Natürlich bestreiten ernst zu nehmende Kunsthistoriker keineswegs anderen europäischen Völkern ihre Gotik, und es ist Konsens, daß sie ihren Anfang in Frankreich nahm. Dessen ungeachtet konnten noch unsere Großeltern, sofern sie Oswald Spenglers „Der Untergang des Abendlandes“ lasen, den Wortschwall vernehmen:

„Die faustische Seele der Gotik, schon durch die arabische Herkunft des Christentums in der Richtung ihrer Ehrfurcht geleitet, griff nach dem reichen Schatz spätarabischer Kunst. Das Arabeskenwerk einer unleugbar südlichen, ich möchte sagen Arabergotik umspinnt die Fassaden der Kathedralen von Burgund und der Provence, beherrscht die äußere Sprache des Straßburger Münsters, mit einer Magie in Stein und führt überall, an Statuen und Portalen in Gewebemustern, Schnitzereien, Metallarbeiten, nicht zum wenigsten in den krausen Figuren des scholastischen Denkens und einem der höchsten abendländischen Symbole, der Sage vom heiligen Gral, * einen stillen Kampf mit dem nordischen Urgefühl einer Wikingergotik, wie sie im Innern des Magdeburger Domes, der Spitze des Freiburger Münsters und der Mystik Meister Eckarts herrscht. Der Spitzbogen droht mehr als einmal seine bindende Linie zu sprengen und in den Hufeisenbogen maurisch-normannischer Bauten überzugehen.“ 2

Zum „heiligen Gral“ hat Spengler noch angemerkt: „* Die Gralssage enthält neben altkeltischen starke arabische Züge; aber die Gestalt Parzivals dort, wo Wolfram von Eschenbach über sein Vorbild Chrestien von Troyes hinausgeht, ist rein faustisch.“

Auf die Sage vom Gral können wir noch andernorts kurz zu sprechen kommen, hier soll es nur um die Gotik gehen.
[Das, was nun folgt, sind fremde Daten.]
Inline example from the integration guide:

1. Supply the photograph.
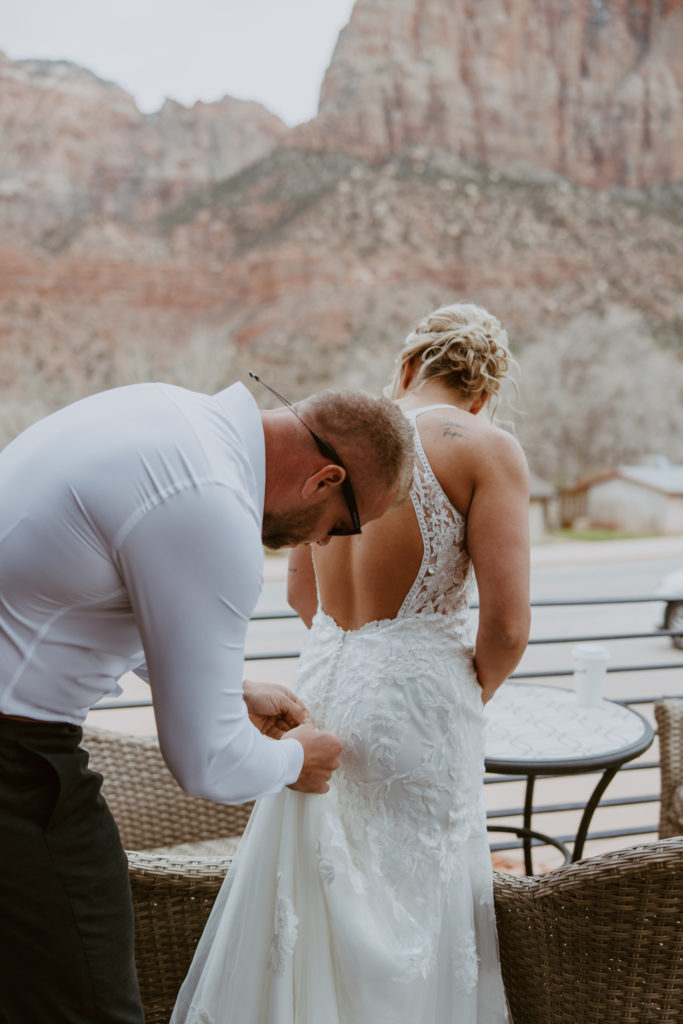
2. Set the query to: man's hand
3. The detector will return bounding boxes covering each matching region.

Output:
[244,679,313,739]
[287,725,344,793]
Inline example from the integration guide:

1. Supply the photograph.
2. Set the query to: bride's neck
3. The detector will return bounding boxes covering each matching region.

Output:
[396,380,469,410]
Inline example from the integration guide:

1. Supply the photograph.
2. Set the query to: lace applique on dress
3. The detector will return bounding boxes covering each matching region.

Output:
[268,874,299,974]
[398,407,473,617]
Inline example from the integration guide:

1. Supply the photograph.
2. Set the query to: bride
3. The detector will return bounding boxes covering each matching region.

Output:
[171,304,529,1024]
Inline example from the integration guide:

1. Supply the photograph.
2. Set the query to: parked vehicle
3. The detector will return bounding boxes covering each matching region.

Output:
[654,569,683,650]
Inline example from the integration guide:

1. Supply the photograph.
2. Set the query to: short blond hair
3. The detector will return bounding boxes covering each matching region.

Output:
[297,389,415,505]
[386,302,517,416]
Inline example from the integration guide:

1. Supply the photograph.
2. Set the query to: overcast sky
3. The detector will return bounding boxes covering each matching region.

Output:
[0,0,354,125]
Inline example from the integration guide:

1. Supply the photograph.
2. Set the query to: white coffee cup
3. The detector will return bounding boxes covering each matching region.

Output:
[571,643,610,708]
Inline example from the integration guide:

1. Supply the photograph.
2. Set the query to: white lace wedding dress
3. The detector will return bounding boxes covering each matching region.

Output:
[171,410,509,1024]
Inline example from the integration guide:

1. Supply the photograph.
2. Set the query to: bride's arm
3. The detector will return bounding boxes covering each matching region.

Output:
[287,544,317,629]
[467,432,530,702]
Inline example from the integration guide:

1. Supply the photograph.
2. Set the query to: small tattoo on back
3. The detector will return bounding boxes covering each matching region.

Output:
[441,420,468,437]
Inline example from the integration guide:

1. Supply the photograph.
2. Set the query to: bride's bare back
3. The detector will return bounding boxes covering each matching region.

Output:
[289,306,529,698]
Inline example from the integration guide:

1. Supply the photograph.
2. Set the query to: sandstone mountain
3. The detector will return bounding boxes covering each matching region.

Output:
[0,53,288,234]
[293,0,683,186]
[0,0,683,474]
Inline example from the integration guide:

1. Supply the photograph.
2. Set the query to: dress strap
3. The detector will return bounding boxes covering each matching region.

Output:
[402,401,458,421]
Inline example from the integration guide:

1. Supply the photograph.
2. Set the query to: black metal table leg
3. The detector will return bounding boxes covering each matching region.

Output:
[523,775,536,874]
[571,767,618,862]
Auch wenn man sich vielleicht erst einmal orientieren muß, um zu verstehen, was Spengler hier und andernorts mit „faustisch“ meint – und man ihm dabei nicht unbedingt folgen möchte, es ist verkürzt gesagt der Primat des Willens zur Naturbeherrschung, nicht des Willens zu Erkenntnis – bleibt doch immerhin: Spengler, den noch heute mancher in den Blick nimmt, wenn er an das kurze Ende des tausendjährige Reiches denkt oder sich vor der „farbigen Weltrevolution“ fürchtet, Spengler wußte, daß die Gotik nicht ohne arabischen Einfluß war. Diesen Einfluß schätzte er als so bedeutend ein, daß er dafür das Wort „Arabergotik“ prägte. Besonders auffällig ist dabei zudem, daß Spengler diese „Arabergotik“ nicht nur mit den Kathedralen Frankreichs in Bezug setzt, sondern auch und gerade mit dem Straßburger Münster, in dem doch Goethe die „deutsche Baukunst“ erkannt zu haben meinte.
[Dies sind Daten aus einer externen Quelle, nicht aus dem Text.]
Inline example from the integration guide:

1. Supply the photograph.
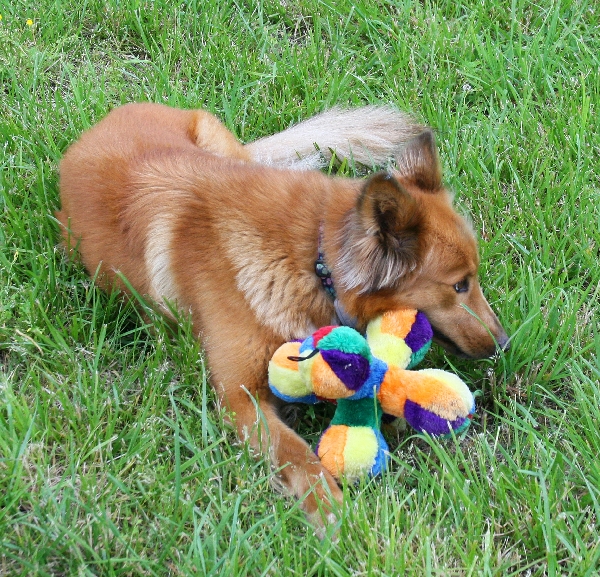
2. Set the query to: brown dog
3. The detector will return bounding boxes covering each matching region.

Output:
[58,104,507,521]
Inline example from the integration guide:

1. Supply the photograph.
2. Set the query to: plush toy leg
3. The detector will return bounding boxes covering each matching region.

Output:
[378,367,475,436]
[316,397,388,481]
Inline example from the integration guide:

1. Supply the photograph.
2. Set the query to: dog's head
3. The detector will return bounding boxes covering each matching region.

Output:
[334,130,508,358]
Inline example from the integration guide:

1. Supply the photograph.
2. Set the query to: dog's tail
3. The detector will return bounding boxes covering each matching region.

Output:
[246,106,424,170]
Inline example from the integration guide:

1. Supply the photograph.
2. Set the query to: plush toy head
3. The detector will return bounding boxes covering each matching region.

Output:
[269,309,475,479]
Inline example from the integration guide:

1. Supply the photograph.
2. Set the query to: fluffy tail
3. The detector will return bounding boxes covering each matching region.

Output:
[246,106,424,170]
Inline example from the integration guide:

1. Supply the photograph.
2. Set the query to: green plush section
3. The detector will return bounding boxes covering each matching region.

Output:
[331,397,383,430]
[317,327,371,361]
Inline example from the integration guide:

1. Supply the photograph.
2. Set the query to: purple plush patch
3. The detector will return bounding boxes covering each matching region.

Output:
[404,400,466,437]
[404,311,433,352]
[321,349,369,391]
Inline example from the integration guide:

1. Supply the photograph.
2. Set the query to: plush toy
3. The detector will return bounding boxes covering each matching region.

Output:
[269,309,475,480]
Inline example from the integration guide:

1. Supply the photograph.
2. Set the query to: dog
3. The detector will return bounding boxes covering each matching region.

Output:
[57,103,508,524]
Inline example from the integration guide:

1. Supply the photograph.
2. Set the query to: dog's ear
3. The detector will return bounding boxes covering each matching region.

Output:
[337,173,421,294]
[356,172,416,243]
[396,128,442,192]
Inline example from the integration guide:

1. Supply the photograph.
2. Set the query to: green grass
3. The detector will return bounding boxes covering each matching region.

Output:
[0,0,600,576]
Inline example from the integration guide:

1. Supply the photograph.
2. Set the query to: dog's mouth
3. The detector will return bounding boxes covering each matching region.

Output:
[431,325,474,359]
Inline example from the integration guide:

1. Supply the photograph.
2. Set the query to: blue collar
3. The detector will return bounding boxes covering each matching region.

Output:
[315,223,357,328]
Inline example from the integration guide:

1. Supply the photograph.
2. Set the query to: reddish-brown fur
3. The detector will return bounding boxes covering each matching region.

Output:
[58,104,506,516]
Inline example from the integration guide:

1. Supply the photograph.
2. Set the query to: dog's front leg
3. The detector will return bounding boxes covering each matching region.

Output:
[206,326,342,526]
[224,374,342,526]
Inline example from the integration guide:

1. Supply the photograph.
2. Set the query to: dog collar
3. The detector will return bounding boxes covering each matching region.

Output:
[315,223,358,328]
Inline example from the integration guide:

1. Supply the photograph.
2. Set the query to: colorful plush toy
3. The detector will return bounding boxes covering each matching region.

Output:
[269,309,475,480]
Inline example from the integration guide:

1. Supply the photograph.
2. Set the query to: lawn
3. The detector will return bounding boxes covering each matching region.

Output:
[0,0,600,576]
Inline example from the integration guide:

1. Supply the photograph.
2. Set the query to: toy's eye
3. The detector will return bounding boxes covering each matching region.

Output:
[454,278,469,293]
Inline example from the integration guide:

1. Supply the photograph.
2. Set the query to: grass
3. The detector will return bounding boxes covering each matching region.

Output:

Der Spitzbogen, der das Kennzeichen der gotischen Architektur wurde und diese überhaupt erst möglich machte, ist aus der muslimischen Welt nach Europa gekommen:

„Spitzbogen. Diese Architekturform kommt aus dem Orient und ist sehr alt. Sie fand im 11. Jahrhundert Eingang im Abendland, wenn man von den Bauwerken in Spanien und Sizilien absieht, die früheren Datums sind.“ 3

Wer über den Hof der Ibn Tulun-Moschee in Kairo geht und den Blick von dem ungewöhnlichen Minarett abwendet, das ein Reiter auf dem Pferd erklimmen konnte, und auf die Seitenhallen richtet, sieht in langen Reihen einen Spitzbogen nach dem anderen. Ungefragt hat schon der Touristenführer davon berichtet, wann dieses Bauwerk vollendet wurde – im Jahr 265 nach der Hidschra, also 879 abendländischer Zeitrechnung. Vielleicht erinnert man sich, anläßlich einer Frankreich-Reise gelesen zu haben, daß die Gotik dort ihren Ursprung hat und der Bau der großen gotischen Kathedralen um 1150 begonnen wurde. Zu dieser Zeit waren die Abendländer von den ersten Kreuzzügen aus dem Orient zurückgekommen und hatten zahlreiche Anregungen aus der muslimischen Kultur mit nach Hause gebracht. Auch in den Kreuzfahrerstaaten im Nahen Osten errichteten sie ihre Bauten der dortigen Architektur entsprechend. Ebenso war der Spitzbogen in Sizilien und Süditalien, wo im frühen Mittelalter Muslime lebten, gleichfalls zum besonderen Merkmal verschiedener Bauwerke geworden:

„Im architektonischen Stil hatten die sicilianischen Gebäude… durch den Gebrauch des, bald mehr bald weniger in eine Spitze auslaufenden Bogens, mit denen von Cairo Verwandtschaft, was sich aus dem politischen Zusammenhang der Insel mit Ägypten leicht erklärt“. 4

Selbst in Kirchenkreisen weiß man seit langem, „daß die ersten Anfänge des Gothischen Styls nicht in Deutschland, England, Frankreich oder einem anderen Lande der Christenheit zu suchen sind: sondern so gewiß der Spitzbogen das erste Element ist, aus welchem derselbe sich entwickelte, so gewiß ist es auch, daß in der Arabischen Architektur die ersten Anfänge desselben liegen. Die Geschichte bezeugt es also, daß er kein ursprünglich Christlicher sei, sondern gleich dem antiken und Byzantinischen, von einem fremden nicht-Christlichen Volk entlehnt.“ 5

Doch das bedeutet nicht, daß die Gotik und was sie für Europa wie für Deutschland bedeutet, insgesamt als arabisch zu sehen sei. Doch der anfängliche Beitrag aus der muslimischen Welt dazu war eine Voraussetzung dafür. Dieser Beitrag bleibt heutzutage meist unbeachtet. Das gilt ebenso für vieles andere, das aus der muslimischen Kultur in die abendländische und auch die deutsche Kultur überging. Der blaue Schein läßt davon noch mehr erkennen als nur den Spitzbogen. Die Ziffern auf dem Schein und auf jedem unserer Geldscheine, mit deren Hilfe der Wert gekennzeichnet ist, heißen bis heute „arabische“ Ziffern. Die Zwei, die wir verwenden, ist nichts anderes als die seitlich liegende arabische Zwei, die Null eine größer geschriebene Form der arabischen Null. Und sogar unser deutsches Wort „Ziffer“ kommt aus dem Arabischen: sifr bedeutet Null.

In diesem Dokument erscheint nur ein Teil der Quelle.